The USD TWI majors index is up 0.5% for the day, with broadly based gains, taking the post-FOMC meeting gain to 1.0%. The only major currency the USD hasn’t been able to rise against is GBP, following the Bank of England meeting. The BoE left policy unchanged, as expected, but the 5-3 vote highlighted an unusually divided committee, with 3 members voting for a rate hike with annual CPI inflation well above target at 2.9%. UK rates lifted across the curve, but the market still believes that a rate hike remains a distant prospect, well into next year. Earlier in the session, retail sales fell by more than expected, highlighting the plight facing consumers as real incomes fall, while the inflationary impact of the plunge in GBP is expected to eventually fade. The UK 10-year rate rose by 11bps to a still-low 1.03%, while GBP rose by around 100pips from around 1.27 to 1.28, before settling around 1.2760.
AUD was well supported after a surprisingly strong labour market report, which saw the unemployment rate drop to 5.5%, its lowest level in four years. The gain to 0.7630 has now been fully unwound by a strong USD, and it currently sits at 0.7580, but the currency has outperformed on many crosses. A soft NZ Q1 GDP report did the NZD no favours and, combined with the stronger USD, it has steadily fallen back down to around the 0.72 mark. After a very strong run since mid-May, the NZD is well overdue for a consolidation phase. Following that we see downside risk as the second half of the year gets underway. NZD/AUD is down a cent off its recent highs and is probing around the 0.95 mark.

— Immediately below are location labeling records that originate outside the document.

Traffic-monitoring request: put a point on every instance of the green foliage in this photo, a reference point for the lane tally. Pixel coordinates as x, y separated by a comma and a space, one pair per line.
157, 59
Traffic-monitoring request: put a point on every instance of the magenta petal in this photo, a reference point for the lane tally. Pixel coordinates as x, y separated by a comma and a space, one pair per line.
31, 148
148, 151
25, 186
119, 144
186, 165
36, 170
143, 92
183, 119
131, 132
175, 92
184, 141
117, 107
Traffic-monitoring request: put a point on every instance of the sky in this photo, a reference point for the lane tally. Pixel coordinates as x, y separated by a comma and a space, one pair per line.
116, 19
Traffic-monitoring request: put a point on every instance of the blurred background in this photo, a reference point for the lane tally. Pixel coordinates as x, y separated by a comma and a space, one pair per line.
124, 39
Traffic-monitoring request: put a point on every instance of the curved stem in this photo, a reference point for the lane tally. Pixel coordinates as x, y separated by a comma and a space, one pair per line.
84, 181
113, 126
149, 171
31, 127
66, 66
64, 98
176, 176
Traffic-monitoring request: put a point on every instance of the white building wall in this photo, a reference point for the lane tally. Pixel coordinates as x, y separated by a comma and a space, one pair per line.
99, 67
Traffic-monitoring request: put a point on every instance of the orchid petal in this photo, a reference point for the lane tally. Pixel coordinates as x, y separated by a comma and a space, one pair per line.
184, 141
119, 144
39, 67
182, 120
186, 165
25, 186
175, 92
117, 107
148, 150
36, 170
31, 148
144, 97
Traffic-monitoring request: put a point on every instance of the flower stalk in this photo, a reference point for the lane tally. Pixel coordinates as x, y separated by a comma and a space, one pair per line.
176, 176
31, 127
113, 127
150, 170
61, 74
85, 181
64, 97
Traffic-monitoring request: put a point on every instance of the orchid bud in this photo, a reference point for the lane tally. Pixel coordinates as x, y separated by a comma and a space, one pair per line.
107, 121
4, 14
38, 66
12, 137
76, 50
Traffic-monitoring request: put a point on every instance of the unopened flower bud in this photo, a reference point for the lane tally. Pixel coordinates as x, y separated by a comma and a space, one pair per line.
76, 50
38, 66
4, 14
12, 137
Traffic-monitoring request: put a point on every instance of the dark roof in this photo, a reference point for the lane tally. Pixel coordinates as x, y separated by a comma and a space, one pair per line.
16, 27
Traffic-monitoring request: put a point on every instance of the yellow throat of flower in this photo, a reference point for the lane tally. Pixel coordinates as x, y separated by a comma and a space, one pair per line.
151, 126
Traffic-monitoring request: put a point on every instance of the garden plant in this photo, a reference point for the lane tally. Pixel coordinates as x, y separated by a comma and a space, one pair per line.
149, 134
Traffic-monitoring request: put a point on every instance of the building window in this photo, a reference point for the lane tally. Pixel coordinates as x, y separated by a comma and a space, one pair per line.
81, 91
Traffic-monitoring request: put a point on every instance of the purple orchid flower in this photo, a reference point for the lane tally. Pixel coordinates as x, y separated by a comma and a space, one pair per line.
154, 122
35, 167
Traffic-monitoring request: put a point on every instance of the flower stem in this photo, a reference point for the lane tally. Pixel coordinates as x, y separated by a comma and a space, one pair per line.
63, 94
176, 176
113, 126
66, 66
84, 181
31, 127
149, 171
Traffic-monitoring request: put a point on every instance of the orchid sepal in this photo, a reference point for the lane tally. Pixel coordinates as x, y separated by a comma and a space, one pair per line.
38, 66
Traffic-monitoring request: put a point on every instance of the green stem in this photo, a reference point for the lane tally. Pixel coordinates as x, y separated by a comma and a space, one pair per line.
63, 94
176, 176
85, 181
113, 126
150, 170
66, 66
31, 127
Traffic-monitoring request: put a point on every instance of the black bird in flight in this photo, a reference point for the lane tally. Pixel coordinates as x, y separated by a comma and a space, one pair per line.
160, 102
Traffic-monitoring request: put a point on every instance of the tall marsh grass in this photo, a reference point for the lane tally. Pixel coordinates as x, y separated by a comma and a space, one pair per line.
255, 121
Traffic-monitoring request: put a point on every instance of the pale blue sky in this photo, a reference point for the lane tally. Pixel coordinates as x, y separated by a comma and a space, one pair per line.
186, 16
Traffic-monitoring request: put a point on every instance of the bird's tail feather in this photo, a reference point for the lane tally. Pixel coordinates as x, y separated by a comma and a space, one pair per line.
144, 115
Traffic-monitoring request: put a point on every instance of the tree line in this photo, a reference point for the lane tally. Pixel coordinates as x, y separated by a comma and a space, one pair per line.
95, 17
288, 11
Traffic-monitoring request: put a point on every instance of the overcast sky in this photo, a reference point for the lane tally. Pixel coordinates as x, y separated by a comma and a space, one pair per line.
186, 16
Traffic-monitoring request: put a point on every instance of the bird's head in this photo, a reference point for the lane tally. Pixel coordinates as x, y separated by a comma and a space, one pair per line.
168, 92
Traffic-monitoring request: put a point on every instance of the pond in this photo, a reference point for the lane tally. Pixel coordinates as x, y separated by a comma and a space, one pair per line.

A stronger USD sees EUR down 0.6% to 1.1150 and USD/JPY up 1.2% to just under 111. The extent of yen weakness is somewhat surprising, given the mild risk-off tone. The BoJ meets today and isn’t expected to spring any surprises. Japan’s inflation rate remains well below target and all the BoJ can do is sit back and continue with its yield curve control policy to keep rates around zero and hope for the best. NZD/JPY is closing in on the 80 mark, close to a 3-month high.